Advisors who take anything but the most basic client information from one employer to another can get themselves sued. But they may have a bit more leeway with contacts made through social-media outlets like LinkedIn, says The Wall Street Journal.

Most firms haven’t crafted legal guidelines regarding such issues, the newspaper says. So, if such a loophole “can be exploited, it should be exploited” by transitioning FAs, one attorney is quoted as saying.

Obviously, it’s a bad idea to open a new social-media account days before switching firms. And advisors who pursue connections with whom they never actually worked are asking for trouble. Furthermore, lawyers tell the Journal, time restrictions on contacting former clients spelled out in employment contracts do apply to social media.

If the advisor’s old and new firms are both signatories to the broker-recruiting protocol, things are fairly simple. Protocol guidelines say departing advisors may take client names and contact information with them — and social-media contacts essentially replicate that information, the Journal says. For example, at Wells Fargo Advisors, advisors who use LinkedIn can keep their contacts if they leave, “since the LinkedIn account belongs to the individual, not the firm,” a WFA spokesman tells the paper.

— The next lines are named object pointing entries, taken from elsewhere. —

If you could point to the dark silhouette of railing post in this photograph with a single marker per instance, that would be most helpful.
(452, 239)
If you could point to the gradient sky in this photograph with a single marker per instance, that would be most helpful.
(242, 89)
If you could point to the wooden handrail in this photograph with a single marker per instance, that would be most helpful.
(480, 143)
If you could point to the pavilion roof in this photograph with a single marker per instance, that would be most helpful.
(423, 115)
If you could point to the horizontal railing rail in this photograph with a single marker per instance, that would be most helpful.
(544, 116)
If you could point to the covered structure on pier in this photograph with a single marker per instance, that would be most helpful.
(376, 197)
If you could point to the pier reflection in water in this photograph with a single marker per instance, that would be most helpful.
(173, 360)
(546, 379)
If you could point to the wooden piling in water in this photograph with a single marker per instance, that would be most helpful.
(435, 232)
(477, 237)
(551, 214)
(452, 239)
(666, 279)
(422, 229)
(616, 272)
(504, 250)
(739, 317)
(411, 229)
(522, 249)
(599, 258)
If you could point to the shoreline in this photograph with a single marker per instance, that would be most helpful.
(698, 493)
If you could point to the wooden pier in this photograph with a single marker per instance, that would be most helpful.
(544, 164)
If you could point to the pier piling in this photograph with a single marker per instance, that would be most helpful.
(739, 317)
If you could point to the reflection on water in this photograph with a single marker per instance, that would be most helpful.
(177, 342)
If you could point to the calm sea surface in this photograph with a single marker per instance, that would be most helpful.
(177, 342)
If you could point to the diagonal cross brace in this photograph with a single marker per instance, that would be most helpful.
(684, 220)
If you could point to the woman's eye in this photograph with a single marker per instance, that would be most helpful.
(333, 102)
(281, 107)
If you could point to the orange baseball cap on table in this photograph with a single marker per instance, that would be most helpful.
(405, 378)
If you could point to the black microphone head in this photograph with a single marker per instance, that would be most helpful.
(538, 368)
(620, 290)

At non-protocol firms, it helps to set up social-media accounts using a personal e-mail address rather than your employer’s. That can make it “harder for firms to argue that such contacts are the firm’s property,” according to the paper. The Journal also notes that LinkedIn automatically sends out “blast” announcements to a user’s connections when that user changes jobs. Since advisors who switch firms don’t send the notification themselves, they can’t be accused of prospecting.